Inflation not an issue? So, what, did housing prices not inflate over the past decade?
I think we've proven that just looking at CPI, and calling that "inflation", is an issue though.
Greenspan is an Illuminati who did his part to bring about the NWO. Forget his words and look at his actions.
Greenspan wasn't always wrong. He had the right ideas up until he stopped being a follower of objectivism. There is evidence of this in the book Capitalism: The Unknown Ideal.
As several people have already pointed out, pissing on Greenspan for ignoring inflation ignores the fact that inflation was never a problem on his watch. His real failures lay elsewhere.
When Bush came in in 2000, Republicans, pissed that Greenspan had been so "nice" to Clinton, demanded that he man up and swallow Bush's abysmal tax cuts cum spending increases, which he did. Greenspan did everything he could to make the economy boom in the Bush years, both out of loyalty to Bush and to worries about the impact of 9/11 on the economy, never willing to notice the extent to which Bush's wild spending on the "War on Terror" (plus domestic horrors like the prescription drug plan) was going to fuck up the economy.

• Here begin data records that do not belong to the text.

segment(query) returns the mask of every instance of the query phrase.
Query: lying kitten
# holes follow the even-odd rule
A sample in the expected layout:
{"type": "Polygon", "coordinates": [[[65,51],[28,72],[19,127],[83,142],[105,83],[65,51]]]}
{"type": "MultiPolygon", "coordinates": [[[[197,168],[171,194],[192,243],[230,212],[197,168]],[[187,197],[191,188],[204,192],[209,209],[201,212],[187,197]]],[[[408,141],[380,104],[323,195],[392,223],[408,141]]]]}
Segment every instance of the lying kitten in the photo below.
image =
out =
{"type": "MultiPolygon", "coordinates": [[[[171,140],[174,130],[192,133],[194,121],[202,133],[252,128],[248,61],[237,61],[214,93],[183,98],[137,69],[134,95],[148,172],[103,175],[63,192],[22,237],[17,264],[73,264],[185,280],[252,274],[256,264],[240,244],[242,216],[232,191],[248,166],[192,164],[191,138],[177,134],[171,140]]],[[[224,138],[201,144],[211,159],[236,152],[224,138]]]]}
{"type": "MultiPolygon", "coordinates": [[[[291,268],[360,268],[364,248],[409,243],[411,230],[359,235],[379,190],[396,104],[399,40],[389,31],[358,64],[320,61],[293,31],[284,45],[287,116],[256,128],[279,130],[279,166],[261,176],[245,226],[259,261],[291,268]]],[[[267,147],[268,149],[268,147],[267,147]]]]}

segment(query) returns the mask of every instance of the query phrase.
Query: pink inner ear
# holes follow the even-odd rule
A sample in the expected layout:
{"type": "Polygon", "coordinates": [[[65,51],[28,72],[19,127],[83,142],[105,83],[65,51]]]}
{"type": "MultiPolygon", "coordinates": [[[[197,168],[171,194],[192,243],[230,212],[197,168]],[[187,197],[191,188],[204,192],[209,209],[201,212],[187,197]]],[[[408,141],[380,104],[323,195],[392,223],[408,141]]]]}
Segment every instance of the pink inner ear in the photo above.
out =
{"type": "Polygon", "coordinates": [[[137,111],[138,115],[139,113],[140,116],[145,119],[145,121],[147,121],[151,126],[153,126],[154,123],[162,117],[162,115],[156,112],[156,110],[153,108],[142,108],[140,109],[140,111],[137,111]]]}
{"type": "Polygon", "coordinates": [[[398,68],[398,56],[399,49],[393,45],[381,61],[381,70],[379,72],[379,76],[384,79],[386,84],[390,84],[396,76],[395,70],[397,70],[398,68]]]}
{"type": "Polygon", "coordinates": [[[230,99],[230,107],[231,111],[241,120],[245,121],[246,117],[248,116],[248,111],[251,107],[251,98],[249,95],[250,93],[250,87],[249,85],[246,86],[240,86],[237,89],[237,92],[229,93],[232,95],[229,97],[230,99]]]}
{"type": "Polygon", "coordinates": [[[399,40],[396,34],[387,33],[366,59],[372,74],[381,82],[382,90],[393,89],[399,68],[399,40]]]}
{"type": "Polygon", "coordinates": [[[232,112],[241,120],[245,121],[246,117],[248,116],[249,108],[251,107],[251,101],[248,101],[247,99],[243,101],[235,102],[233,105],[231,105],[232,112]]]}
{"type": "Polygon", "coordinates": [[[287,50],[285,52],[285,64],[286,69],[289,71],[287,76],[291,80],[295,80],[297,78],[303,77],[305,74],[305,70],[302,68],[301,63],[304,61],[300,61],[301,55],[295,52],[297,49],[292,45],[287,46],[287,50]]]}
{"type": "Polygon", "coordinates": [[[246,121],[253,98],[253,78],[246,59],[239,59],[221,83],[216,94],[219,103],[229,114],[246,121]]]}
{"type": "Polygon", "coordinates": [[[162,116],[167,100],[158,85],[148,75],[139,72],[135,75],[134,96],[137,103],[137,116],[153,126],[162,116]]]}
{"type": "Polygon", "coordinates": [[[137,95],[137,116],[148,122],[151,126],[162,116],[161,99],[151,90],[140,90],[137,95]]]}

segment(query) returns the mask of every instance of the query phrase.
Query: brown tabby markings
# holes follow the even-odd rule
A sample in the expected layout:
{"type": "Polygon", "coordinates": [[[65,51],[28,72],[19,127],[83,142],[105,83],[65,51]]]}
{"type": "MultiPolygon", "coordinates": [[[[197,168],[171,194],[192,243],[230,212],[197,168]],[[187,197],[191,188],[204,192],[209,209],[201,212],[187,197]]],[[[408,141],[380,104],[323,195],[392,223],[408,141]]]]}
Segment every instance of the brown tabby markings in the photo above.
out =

Greenspan's real crime, to which he actually confessed, was his constant conviction that markets were inherently self-policing, a belief that "Reason" has unreasonably clung to as well.
Big Al was the only true acolyte of big-dick-swinging Ayn Rand to hold high authority. It's a bit much that "Reason" is happy to piss on the guy when his, u no, libertarian ideas didn't quite work out the way he planned.
If he was a "true acolyte" he wouldnt have taken the job. He didnt follow "libertarian ideas". Did he end the Fed?
Alan Vanneman: you are the idiot of this thread. Sit down and shut up.
Your idiocy is breathtaking. Greenspan was a Keynesian/monetarist.
All I want from the media is ONE interviewer to ask Greenspan why he took the job that Galt turned down.
Actually, too late, I dont care what Greenspan would say now.
Stupid MSM.
Greenspan's rotting corpse should be hanging from a lamppost in front of the Federal Reserve Bank in Washington.
Dollars represent debt obligations of the Government to the Federal Reserve. Each dollar circulated has a debt obligation of interest due. How do you pay interest in the same specie as the original debt, paying this interest only incurs more debt through the printing of more of these debt obligations to service said debt.
Classic Catch-22, there is no way out.
Their faces may not show it, but they are laughing at us.
Greenspan is terrorist to workerbees since he does not want workerbees to ever accumulate money. That's how you keep people in their place like now.
Greenspan's rotting corpse should be hanging from a lamppost in front of the Federal Reserve Bank in Washington.